New flows needed for the ‘insects of the SoC world’

Chris Rowen, CTO of the IP group at Cadence Design Systems, expects the internet of things (IoT) to cause a split in approaches to SoC design, one of a set of predictions he has made about a movement that he said has clearly become the buzz-phrase of 2014 and one that’s becoming increasingly useless.

“IoT is such a broad phrase but it’s not very useful. It’s uselessness as a phrase will become more apparent as we go forward,” Rowen claimed, as volume silicon begins to appear that aims at specific markets, such as the smart home, industrial, automotive, medical and wearable.

The one thing they have in common is need for specialization and low energy consumption, Rowen said: “But they will vary in applications and their interaction with the cloud. The IoT label doesn’t do justice to the diversity of devices being designed. At the lowest extreme you have very low data rate sensing nodes. Then you move to higher sampling rates but not doing much locally or you may have smart nodes doing exhaustive analysis.”

A smart-home device such as a voice-recognizing thermostat, for example, may fall back on communications to the cloud regularly to do the heavy lifting of speech processing. But a driver-assistance system for a car cannot afford to do that and will need to do most of its own processing.

Farewell IoT

“What we are going to see is that the IoT label will be replaced by much more specific language,” Rowen said. But similarities in architecture will drive different approaches to SoC design than those that are prevalent in what is today regarded as mainstream SoC design. “They will use just-enough digital, be rich in analog and feature energy-obsessive design.”
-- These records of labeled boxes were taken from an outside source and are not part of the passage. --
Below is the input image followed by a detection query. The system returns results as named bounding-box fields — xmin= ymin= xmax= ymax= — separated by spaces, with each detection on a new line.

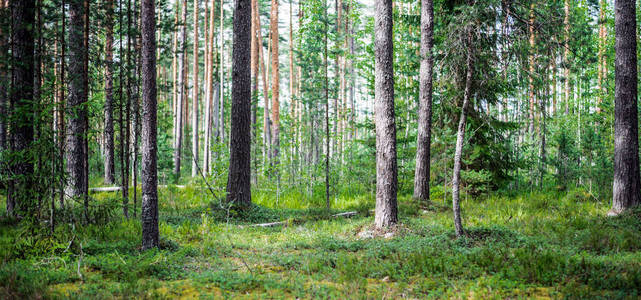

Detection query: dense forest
xmin=0 ymin=0 xmax=641 ymax=299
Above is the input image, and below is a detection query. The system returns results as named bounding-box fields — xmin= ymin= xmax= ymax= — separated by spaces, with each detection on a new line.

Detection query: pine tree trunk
xmin=608 ymin=0 xmax=641 ymax=215
xmin=141 ymin=0 xmax=159 ymax=250
xmin=374 ymin=0 xmax=398 ymax=228
xmin=7 ymin=0 xmax=35 ymax=215
xmin=414 ymin=0 xmax=434 ymax=203
xmin=563 ymin=0 xmax=570 ymax=115
xmin=191 ymin=0 xmax=200 ymax=177
xmin=104 ymin=0 xmax=115 ymax=184
xmin=174 ymin=0 xmax=187 ymax=178
xmin=251 ymin=0 xmax=262 ymax=184
xmin=227 ymin=0 xmax=251 ymax=206
xmin=270 ymin=0 xmax=280 ymax=166
xmin=452 ymin=38 xmax=474 ymax=237
xmin=65 ymin=0 xmax=87 ymax=203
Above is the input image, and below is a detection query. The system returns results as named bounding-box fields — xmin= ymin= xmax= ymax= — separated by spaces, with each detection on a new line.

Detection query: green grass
xmin=0 ymin=186 xmax=641 ymax=299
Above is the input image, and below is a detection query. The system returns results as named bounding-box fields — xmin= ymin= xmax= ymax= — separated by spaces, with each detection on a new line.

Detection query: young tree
xmin=227 ymin=0 xmax=251 ymax=206
xmin=174 ymin=0 xmax=187 ymax=178
xmin=374 ymin=0 xmax=398 ymax=228
xmin=65 ymin=0 xmax=87 ymax=204
xmin=270 ymin=0 xmax=280 ymax=164
xmin=104 ymin=0 xmax=115 ymax=184
xmin=141 ymin=0 xmax=159 ymax=250
xmin=414 ymin=0 xmax=434 ymax=202
xmin=608 ymin=0 xmax=641 ymax=215
xmin=7 ymin=0 xmax=35 ymax=214
xmin=191 ymin=0 xmax=200 ymax=177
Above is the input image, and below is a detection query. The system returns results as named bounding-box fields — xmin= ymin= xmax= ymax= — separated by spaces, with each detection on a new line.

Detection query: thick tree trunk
xmin=104 ymin=0 xmax=115 ymax=184
xmin=174 ymin=0 xmax=187 ymax=178
xmin=65 ymin=0 xmax=87 ymax=204
xmin=374 ymin=0 xmax=398 ymax=228
xmin=452 ymin=38 xmax=474 ymax=237
xmin=191 ymin=0 xmax=200 ymax=177
xmin=141 ymin=0 xmax=159 ymax=250
xmin=608 ymin=0 xmax=641 ymax=214
xmin=7 ymin=0 xmax=35 ymax=214
xmin=414 ymin=0 xmax=434 ymax=202
xmin=270 ymin=0 xmax=280 ymax=166
xmin=251 ymin=0 xmax=263 ymax=184
xmin=227 ymin=0 xmax=251 ymax=206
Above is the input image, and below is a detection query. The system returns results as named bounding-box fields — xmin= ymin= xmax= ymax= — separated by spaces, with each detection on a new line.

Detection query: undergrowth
xmin=0 ymin=186 xmax=641 ymax=299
The key to energy efficiency lies in the system architecture that, in turn, makes the interaction between specific software, digital, and analog subsystems much more crucial, according to Rowen. “There really is a bifurcation that we see in the design of SoCs. There is a gap opening up between the types of design done for general-purpose all-in-one systems, those designed for cellphones, PCs, servers gateways, and the IoT SoCs that are highly specialized, low energy devices.

“The general-purpose devices are the mammals of the SoC world. They are quite adaptive but there are relatively few varieties. They are extreme-scale SoCs: they continue to push the limit on Moore’s law. But the specialized IoT-oriented SoCs are extreme-fit SoCs. It’s all about being at the right cost and power points. They are like the insects of the animal world: they are highly specialized to the ecological niche that they find themselves in,” said Rowen, pointing out the three orders-of-magnitude difference in the number of mammalian and insect species. “These more specialized device will often be built at 28nm and above, not on 16nm finFET and below. It is much more about rapid adaptation to emerging or special function apps.

Change in focus

“We will stop worrying about the death of Moore’s Law. It is certainly the case that the physics of building those fine-geometry devices is getting harder and harder. The number of players at the bleeding edge will continue to go down slowly. We have ample historical proof that people can find creative ways to push the edge of smaller geometries. But more important is that much of the SoC design world won’t give a damn because in the nodes we already have available the capacity for digital and analog [for IoT-class devices].

“There is so much benefit in specialization that we won’t need to build huge devices. The shift will really go away from pushing the envelope of transistor count to pushing the envelope on architectural creativity. I think design starts are going to respond to this explosive opportunity for these insect species.

“The bifurcation will extend into distinct IP and tool flows,” Rowen added. He pointed to one experiment at Cadence where using Spice to characterize the design rather than a traditional standard-cell flow helped cut the voltage on a test design to around 0.5V, reducing power per megahertz to around 1µW for the Tensilica-architecture processor. The focus on specialization for energy will also drive what he called “cognitive layering” where tasks are divided according to their frequency of operation into nearly always-on and rarely-on categories, with the rarely-on category able to make higher demands on power.

“The cognitive-layering principle will drive the competition between always-on and rarely-on subsystems. A process technology such as 40nm can easily accommodate that range of processors without costing too much in silicon and provide the illusion of being always on. It will be the role of the systems architect to turn the illusion into the reality of almost always off. We will see that software and processor will be closely coupled to each other,” Rowen claimed.